In [1]:
%load_ext autoreload
%autoreload 2

# Import Libs

In [2]:
import yaml
import pandas as pd
import numpy as np
from package.utils import DotDict

  from pandas.core.computation.check import NUMEXPR_INSTALLED


In [3]:
with open('sagemaker_configuration.yaml', 'r') as f:
    input_dict = yaml.safe_load(f)
    conf = DotDict(input_dict=input_dict)

# Set Environment

In [4]:
ENV = 'local'
# ENV = 'cloud'

In [5]:
import sys
import json

import boto3
import sagemaker

if ENV=='local':
    from sagemaker.workflow.pipeline_context import LocalPipelineSession as PipelineSession
else:
    from sagemaker.workflow.pipeline_context import PipelineSession

pipeline_session = PipelineSession(default_bucket=conf.BUCKET)
region = pipeline_session.boto_region_name

role = sagemaker.get_execution_role()

print(f"""region: {region}
bucket: {conf.BUCKET}
role: {role}
""")

sagemaker.config INFO - Not applying SDK defaults from location: /etc/xdg/sagemaker/config.yaml
sagemaker.config INFO - Not applying SDK defaults from location: /home/ec2-user/.config/sagemaker/config.yaml
region: ap-southeast-1
bucket: tli-crm-segmentation
role: arn:aws:iam::140663717579:role/service-role/AmazonSageMaker-ExecutionRole-20220606T212656



# Pipeline Global Param

In [6]:
from sagemaker.workflow.parameters import (
    ParameterInteger,
    ParameterString,
    ParameterFloat,
    ParameterBoolean
)

from sagemaker.workflow.functions import Join

In [7]:
bucket_param = ParameterString(
    name="BucketName",
    default_value=conf.BUCKET
)
model_name_param = ParameterString(
    name="ModelName",
)
# model_param_params = ParameterString(
#     name="ModelParam",
# )
# customer_group_param = ParameterString(
#     name="CustomerGroup",
# )
customer_groups = ['99pct', '0anp', '1hold', 'other']
model_params_dict = {
    '99pct': {'n_clusters': 3, 'random_state': 0},
    '0anp': {'n_clusters': 4, 'random_state': 0},
    '1hold': {'n_clusters': 4, 'random_state': 0},
    'other': {'n_clusters': 3, 'random_state': 0}
}
customer_group_params = {}
model_param_params = {}
for group in customer_groups:
    customer_group_params[group] = ParameterString(name=f"CustomerGroup-{group}")
    model_param_params[group] = ParameterString(name=f"ModelParam-{group}")

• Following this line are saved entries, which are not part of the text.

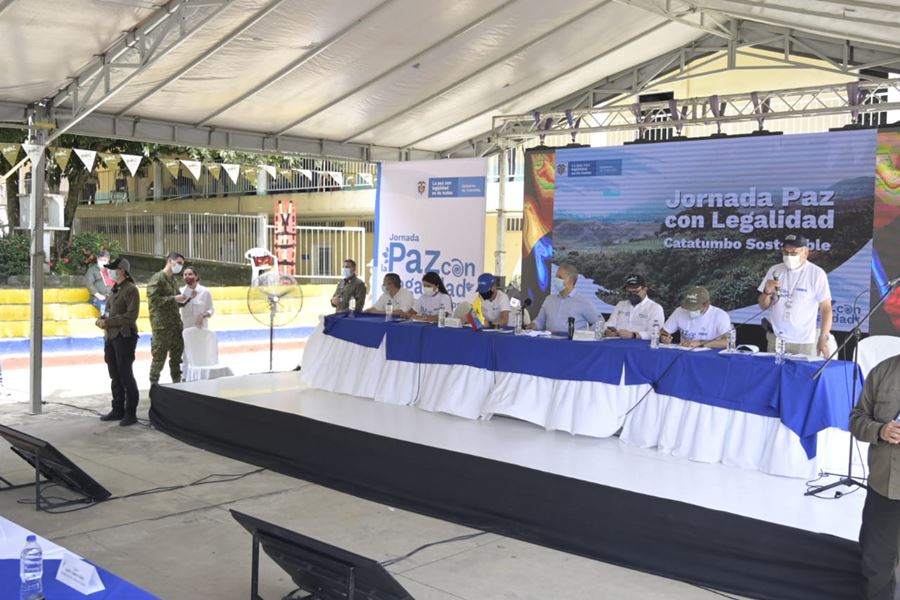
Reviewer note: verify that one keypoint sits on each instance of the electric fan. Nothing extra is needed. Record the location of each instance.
(274, 299)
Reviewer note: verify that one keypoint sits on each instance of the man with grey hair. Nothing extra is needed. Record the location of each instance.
(565, 303)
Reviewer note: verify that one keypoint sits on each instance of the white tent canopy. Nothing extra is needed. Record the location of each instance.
(367, 78)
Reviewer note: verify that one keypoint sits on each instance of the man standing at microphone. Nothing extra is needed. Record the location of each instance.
(796, 292)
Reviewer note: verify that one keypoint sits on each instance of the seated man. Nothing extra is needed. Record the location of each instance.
(494, 303)
(565, 303)
(698, 322)
(634, 316)
(401, 298)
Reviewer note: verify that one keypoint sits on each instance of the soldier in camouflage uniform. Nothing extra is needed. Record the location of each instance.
(165, 320)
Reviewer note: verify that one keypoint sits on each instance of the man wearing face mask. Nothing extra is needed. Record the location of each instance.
(98, 282)
(164, 300)
(634, 316)
(349, 287)
(796, 292)
(493, 302)
(698, 322)
(120, 336)
(400, 297)
(565, 303)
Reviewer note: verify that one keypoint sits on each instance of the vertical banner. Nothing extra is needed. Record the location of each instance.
(537, 224)
(285, 238)
(430, 216)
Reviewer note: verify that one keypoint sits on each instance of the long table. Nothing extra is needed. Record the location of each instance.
(12, 540)
(705, 405)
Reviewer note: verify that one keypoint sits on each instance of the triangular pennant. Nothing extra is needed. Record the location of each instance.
(172, 166)
(61, 157)
(233, 171)
(87, 157)
(110, 160)
(193, 167)
(133, 162)
(10, 152)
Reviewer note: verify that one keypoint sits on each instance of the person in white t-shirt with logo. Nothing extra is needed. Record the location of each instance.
(634, 316)
(796, 292)
(494, 303)
(698, 322)
(400, 297)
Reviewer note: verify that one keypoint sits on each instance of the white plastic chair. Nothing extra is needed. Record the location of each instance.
(261, 261)
(201, 351)
(874, 349)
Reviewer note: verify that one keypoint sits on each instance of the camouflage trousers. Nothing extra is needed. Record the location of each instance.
(166, 343)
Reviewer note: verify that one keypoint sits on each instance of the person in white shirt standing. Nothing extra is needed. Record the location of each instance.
(434, 299)
(698, 322)
(796, 292)
(198, 306)
(494, 303)
(634, 316)
(400, 297)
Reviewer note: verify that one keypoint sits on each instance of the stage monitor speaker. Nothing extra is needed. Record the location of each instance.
(327, 572)
(53, 466)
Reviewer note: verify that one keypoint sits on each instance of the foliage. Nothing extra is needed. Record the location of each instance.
(81, 250)
(15, 252)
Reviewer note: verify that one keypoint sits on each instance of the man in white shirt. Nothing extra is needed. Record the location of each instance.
(634, 316)
(564, 304)
(698, 322)
(400, 297)
(494, 303)
(796, 292)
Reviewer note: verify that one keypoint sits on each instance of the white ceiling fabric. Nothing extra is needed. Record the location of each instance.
(426, 73)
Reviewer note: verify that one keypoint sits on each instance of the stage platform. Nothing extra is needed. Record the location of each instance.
(735, 530)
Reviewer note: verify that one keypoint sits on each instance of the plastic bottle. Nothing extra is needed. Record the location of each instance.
(31, 570)
(779, 348)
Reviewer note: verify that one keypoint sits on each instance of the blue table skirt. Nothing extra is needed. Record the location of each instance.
(116, 588)
(752, 384)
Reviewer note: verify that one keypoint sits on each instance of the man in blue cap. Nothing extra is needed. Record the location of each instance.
(494, 303)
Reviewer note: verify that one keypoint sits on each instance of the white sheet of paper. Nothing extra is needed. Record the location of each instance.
(79, 575)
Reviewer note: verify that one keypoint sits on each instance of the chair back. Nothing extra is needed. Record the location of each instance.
(876, 348)
(201, 348)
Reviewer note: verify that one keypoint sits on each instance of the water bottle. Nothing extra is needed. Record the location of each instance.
(31, 570)
(779, 349)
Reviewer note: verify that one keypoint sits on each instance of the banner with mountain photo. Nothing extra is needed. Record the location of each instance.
(712, 212)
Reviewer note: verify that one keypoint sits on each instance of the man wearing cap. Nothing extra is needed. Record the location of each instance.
(634, 316)
(796, 292)
(393, 290)
(698, 322)
(120, 337)
(494, 303)
(565, 303)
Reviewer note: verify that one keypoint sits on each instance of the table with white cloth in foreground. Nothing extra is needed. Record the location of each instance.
(702, 404)
(12, 540)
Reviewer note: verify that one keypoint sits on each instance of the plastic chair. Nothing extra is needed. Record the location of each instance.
(201, 351)
(261, 261)
(874, 349)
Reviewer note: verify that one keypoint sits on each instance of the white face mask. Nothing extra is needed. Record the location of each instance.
(791, 261)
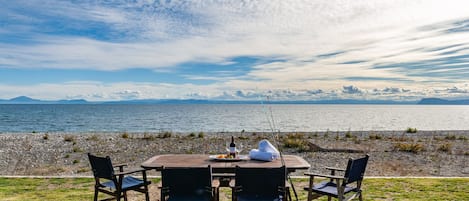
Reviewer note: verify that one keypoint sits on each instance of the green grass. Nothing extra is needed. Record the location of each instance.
(397, 189)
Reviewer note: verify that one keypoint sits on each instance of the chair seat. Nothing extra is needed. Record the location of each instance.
(188, 198)
(256, 198)
(127, 182)
(329, 188)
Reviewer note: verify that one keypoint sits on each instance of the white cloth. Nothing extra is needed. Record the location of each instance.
(261, 155)
(266, 152)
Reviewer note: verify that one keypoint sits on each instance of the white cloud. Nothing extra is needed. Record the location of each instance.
(160, 35)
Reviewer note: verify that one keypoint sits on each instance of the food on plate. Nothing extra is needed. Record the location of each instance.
(224, 156)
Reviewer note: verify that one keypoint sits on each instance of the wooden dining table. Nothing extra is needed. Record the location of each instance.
(292, 162)
(223, 170)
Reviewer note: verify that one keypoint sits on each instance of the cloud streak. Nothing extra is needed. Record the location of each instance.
(334, 47)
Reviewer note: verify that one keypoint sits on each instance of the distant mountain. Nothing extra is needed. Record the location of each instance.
(28, 100)
(439, 101)
(425, 101)
(23, 99)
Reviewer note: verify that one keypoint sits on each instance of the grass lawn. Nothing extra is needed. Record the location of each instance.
(79, 189)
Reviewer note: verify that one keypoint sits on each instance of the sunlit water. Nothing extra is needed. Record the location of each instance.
(235, 117)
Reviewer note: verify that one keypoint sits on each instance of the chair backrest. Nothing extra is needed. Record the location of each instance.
(187, 181)
(260, 181)
(101, 166)
(355, 169)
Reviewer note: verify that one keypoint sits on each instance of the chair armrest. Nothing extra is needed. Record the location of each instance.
(215, 183)
(334, 168)
(129, 172)
(120, 165)
(324, 175)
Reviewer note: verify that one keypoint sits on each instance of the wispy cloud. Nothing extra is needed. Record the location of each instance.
(338, 48)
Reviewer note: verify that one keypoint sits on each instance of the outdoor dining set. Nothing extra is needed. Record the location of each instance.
(194, 177)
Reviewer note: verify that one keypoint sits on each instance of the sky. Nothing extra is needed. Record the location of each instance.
(102, 50)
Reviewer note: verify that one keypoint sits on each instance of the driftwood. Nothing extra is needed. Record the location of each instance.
(317, 148)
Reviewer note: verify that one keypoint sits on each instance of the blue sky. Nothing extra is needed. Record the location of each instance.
(234, 50)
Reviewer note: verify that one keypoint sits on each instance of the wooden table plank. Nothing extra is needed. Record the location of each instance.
(292, 163)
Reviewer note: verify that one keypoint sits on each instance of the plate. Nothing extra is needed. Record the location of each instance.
(238, 158)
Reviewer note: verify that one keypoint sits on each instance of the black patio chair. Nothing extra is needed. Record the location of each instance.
(187, 184)
(115, 183)
(260, 184)
(338, 186)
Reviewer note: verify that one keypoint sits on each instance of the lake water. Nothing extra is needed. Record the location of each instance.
(232, 117)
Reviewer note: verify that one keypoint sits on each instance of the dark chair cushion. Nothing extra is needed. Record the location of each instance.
(256, 198)
(127, 183)
(329, 188)
(189, 198)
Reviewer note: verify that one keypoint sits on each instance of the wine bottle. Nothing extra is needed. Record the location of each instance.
(232, 148)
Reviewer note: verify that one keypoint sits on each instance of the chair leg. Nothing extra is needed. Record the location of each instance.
(95, 194)
(125, 195)
(147, 197)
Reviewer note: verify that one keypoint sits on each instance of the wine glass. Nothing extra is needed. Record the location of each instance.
(239, 148)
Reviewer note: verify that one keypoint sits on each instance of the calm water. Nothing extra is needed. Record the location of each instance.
(188, 118)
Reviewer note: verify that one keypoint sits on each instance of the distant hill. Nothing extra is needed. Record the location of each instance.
(439, 101)
(28, 100)
(425, 101)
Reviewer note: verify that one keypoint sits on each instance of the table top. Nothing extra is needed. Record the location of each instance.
(292, 162)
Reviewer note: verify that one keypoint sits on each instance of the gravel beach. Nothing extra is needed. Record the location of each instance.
(392, 153)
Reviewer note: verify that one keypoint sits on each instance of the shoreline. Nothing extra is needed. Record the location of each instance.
(442, 153)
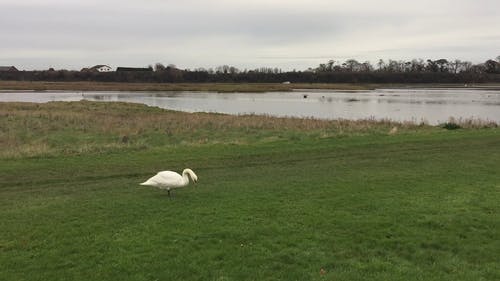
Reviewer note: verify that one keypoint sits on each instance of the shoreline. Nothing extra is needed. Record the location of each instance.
(215, 87)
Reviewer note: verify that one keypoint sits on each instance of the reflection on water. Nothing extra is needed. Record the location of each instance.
(431, 105)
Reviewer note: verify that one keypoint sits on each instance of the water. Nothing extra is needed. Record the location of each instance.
(430, 105)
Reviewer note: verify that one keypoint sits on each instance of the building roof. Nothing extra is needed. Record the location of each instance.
(99, 66)
(133, 69)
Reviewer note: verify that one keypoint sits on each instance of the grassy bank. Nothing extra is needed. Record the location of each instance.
(278, 199)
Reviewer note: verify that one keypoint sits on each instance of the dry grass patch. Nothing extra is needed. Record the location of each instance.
(77, 127)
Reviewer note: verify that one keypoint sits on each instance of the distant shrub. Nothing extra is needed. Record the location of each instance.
(451, 126)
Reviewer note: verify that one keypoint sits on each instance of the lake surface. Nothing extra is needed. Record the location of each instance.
(431, 105)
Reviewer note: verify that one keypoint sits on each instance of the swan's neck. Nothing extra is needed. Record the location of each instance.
(185, 176)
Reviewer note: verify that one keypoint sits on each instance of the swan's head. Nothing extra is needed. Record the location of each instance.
(194, 177)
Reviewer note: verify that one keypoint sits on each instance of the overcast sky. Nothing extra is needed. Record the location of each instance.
(290, 34)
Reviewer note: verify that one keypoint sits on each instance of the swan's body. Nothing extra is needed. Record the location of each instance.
(169, 180)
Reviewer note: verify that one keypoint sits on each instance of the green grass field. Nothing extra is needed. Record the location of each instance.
(277, 199)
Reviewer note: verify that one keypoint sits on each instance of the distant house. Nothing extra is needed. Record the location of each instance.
(8, 68)
(133, 69)
(100, 68)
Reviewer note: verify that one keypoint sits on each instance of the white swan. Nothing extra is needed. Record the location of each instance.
(169, 180)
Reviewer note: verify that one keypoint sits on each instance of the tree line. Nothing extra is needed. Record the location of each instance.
(349, 71)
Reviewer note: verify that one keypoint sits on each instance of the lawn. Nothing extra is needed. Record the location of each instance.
(277, 199)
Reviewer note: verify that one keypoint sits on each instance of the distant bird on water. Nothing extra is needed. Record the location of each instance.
(170, 180)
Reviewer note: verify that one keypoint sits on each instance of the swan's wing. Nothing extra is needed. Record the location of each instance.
(168, 178)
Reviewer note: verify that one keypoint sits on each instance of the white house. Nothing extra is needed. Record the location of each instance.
(101, 68)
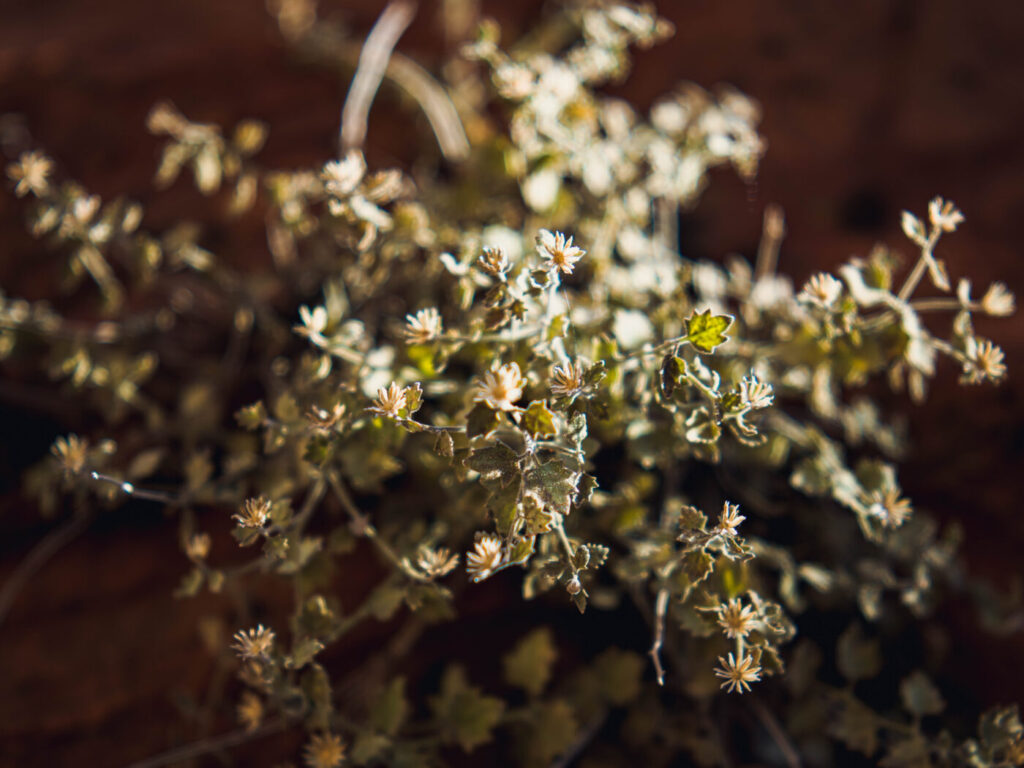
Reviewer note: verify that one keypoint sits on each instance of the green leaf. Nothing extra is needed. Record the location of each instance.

# Building a train Pipeline

## Create a processing

In [8]:
from sagemaker.sklearn.processing import SKLearnProcessor
from sagemaker.processing import ProcessingInput, ProcessingOutput

sklearn_processor = SKLearnProcessor(
    framework_version=conf.FRAMEWORK_VERSION,
    instance_type=conf.INSTANCE_TYPE,
    instance_count=conf.INSTANCE_COUNT,
    base_job_name=conf.STEP_PROCESSING,
    role=role,
    sagemaker_session=pipeline_session,
)

In [9]:
input_raw_var = Join(on='', values=['s3://', bucket_param, '/data-zones/neutral/raw/'])
input_model_var = Join(on='', values=['s3://', bucket_param, '/data-zones/neutral/artifact/bene_model.pkl'])
output_processing_var = Join(on='', values=['s3://', bucket_param, '/data-zones/neutral/processed'])

processing_inputs = [
    ProcessingInput(input_name="RawInput", source=input_raw_var, destination="/opt/ml/processing/input/raw"),
    ProcessingInput(input_name="ModelInput", source=input_model_var, destination="/opt/ml/processing/input/model"),
    ProcessingInput(input_name='Package', source='package', destination="/opt/ml/processing/input/code/package"),
]

processing_outputs = [
    ProcessingOutput(output_name="FeatureOutput", source="/opt/ml/processing/output", destination=output_processing_var),
]

In [10]:
from sagemaker.workflow.steps import ProcessingStep

processing_args = sklearn_processor.run(
    code='01_processing.py',
    inputs=processing_inputs,
    outputs=processing_outputs,
)

step_processing = ProcessingStep(name=conf.STEP_PROCESSING, 
                                 step_args=processing_args, 
                           )



## Create a grouping

In [11]:
from sagemaker.sklearn.processing import SKLearnProcessor
from sagemaker.processing import ProcessingInput, ProcessingOutput

sklearn_processor = SKLearnProcessor(
    framework_version=conf.FRAMEWORK_VERSION,
    instance_type=conf.INSTANCE_TYPE,
    instance_count=conf.INSTANCE_COUNT,
    base_job_name=conf.STEP_GROUPING,
    role=role,
    sagemaker_session=pipeline_session,
)

In [12]:
# input_processing_var = Join(on='', values=['s3://', bucket_param, '/data-zones/neutral/processed'])
# output_grouping_feature_var = Join(on='', values=['s3://', bucket_param, '/data-zones/neutral/grouped'])
# output_grouping_scaler_var = Join(on='', values=['s3://', bucket_param, '/data-zones/neutral/artifact/scaler'])

# grouping_inputs = [
#     ProcessingInput(input_name="ProcessingInput", source=input_processing_var, destination="/opt/ml/processing/input/"),
#     ProcessingInput(input_name='Package', source='package', destination="/opt/ml/processing/input/code/package"),
# ]

# grouping_outputs = [
#     ProcessingOutput(output_name="FeatureOutput", source="/opt/ml/processing/output/feature", destination=output_grouping_feature_var),
#     ProcessingOutput(output_name="ScalerOutput", source="/opt/ml/processing/output/scaler", destination=output_grouping_scaler_var),
# ]

In [13]:
input_processing_var = Join(on='', values=['s3://', bucket_param, '/data-zones/neutral/processed'])
input_raw_var = Join(on='', values=['s3://', bucket_param, '/data-zones/neutral/raw/tay_ds_customer_profile_202505091441.csv'])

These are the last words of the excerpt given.